On a long ridge to the north and west, the soil, too wet and cold to cultivate easily, remained unplowed for several years and scattered over these clay lands stood small groves of popple trees which we called “tow-heads.” They were usually only two or three hundred feet in diameter, but they stood out like islands in the waving seas of grasses. Against these dark-green masses, breakers of blue-joint radiantly rolled.—To the east some four miles ran the Little Cedar River, and plum trees and crabapples and haws bloomed along its banks. In June immense crops of strawberries offered from many meadows. Their delicious odor rose to us as we rode our way, tempting us to dismount and gather and eat.

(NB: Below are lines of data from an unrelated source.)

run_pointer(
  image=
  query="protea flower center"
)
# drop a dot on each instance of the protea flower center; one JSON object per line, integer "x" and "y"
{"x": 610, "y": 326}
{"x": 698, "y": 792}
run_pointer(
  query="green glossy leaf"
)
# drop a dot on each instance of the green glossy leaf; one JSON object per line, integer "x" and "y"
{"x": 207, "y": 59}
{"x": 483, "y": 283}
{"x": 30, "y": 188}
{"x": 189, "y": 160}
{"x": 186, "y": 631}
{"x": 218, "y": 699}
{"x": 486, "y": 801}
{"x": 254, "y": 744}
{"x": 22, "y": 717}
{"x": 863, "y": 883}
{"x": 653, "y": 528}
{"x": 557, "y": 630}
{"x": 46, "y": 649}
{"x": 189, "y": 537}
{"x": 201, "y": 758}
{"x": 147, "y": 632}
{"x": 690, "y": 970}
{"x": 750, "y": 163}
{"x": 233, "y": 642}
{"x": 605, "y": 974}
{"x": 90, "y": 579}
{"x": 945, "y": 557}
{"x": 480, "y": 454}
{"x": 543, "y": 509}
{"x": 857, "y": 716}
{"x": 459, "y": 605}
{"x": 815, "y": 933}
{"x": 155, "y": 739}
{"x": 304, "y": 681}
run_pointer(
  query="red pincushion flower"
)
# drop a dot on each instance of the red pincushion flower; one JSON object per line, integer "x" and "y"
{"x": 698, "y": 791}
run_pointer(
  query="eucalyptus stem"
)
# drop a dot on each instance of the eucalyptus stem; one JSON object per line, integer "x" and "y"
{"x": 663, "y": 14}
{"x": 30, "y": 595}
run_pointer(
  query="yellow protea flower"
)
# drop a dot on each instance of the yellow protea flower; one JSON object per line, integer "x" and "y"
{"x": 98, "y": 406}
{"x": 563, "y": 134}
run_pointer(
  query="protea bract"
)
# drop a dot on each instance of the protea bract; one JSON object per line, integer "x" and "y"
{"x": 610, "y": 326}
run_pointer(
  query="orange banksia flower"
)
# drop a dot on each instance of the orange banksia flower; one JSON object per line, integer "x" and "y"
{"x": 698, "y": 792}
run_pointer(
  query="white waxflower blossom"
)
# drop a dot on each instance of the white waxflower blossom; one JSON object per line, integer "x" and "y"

Over these uplands, through these thickets of hazel brush, and around these coverts of popple, Burton and I careered, hunting the cows, chasing rabbits, killing rattlesnakes, watching the battles of bulls, racing the half-wild colts and pursuing the prowling wolves. It was an alluring life, and Harriet, who rode with us occasionally, seemed to enjoy it quite as much as any boy. She could ride almost as well as Burton, and we were all expert horse-tamers.

We all rode like cavalrymen,—that is to say, while holding the reins in our left hands we guided our horses by the pressure of the strap across the neck, rather than by pulling at the bit. Our ponies were never allowed to trot. We taught them a peculiar gait which we called “the lope,” which was an easy canter in front and a trot behind (a very good gait for long distances), and we drilled them to keep this pace steadily and to fall at command into a swift walk without any jolting intervening trot.—We learned to ride like circus performers standing on our saddles, and practised other of the
tricks we had seen, and through it all my mother remained unalarmed. To her a boy on a horse was as natural as a babe in the cradle. The chances we took of getting killed were so numerous that she could not afford to worry.

Burton continued to be my almost inseparable companion at school and whenever we could get together, and while to others he seemed only a shy, dull boy, to me he was something more. His strength and skill were remarkable and his self-command amazing. Although a lad of instant, white-hot, dangerous temper, he suddenly, at fifteen years of age, took himself in hand in a fashion miraculous to me. He decided (I never knew just why or how)—that he would never again use an obscene or profane word. He kept his vow. I knew him for over thirty years and I never heard him raise his voice in anger or utter a word a woman would have shrunk from,—and yet he became one of the most fearless and indomitable mountaineers I ever knew.

This change in him profoundly influenced me and though I said nothing about it, I resolved to do as well. I never quite succeeded, although I discouraged as well as I could the stories which some of the men and boys were so fond of telling, but alas! when the old cow kicked over my pail of milk, I fell from grace and told her just what I thought of her in phrases that Burton would have repressed. Still, I manfully tried to follow his good trail.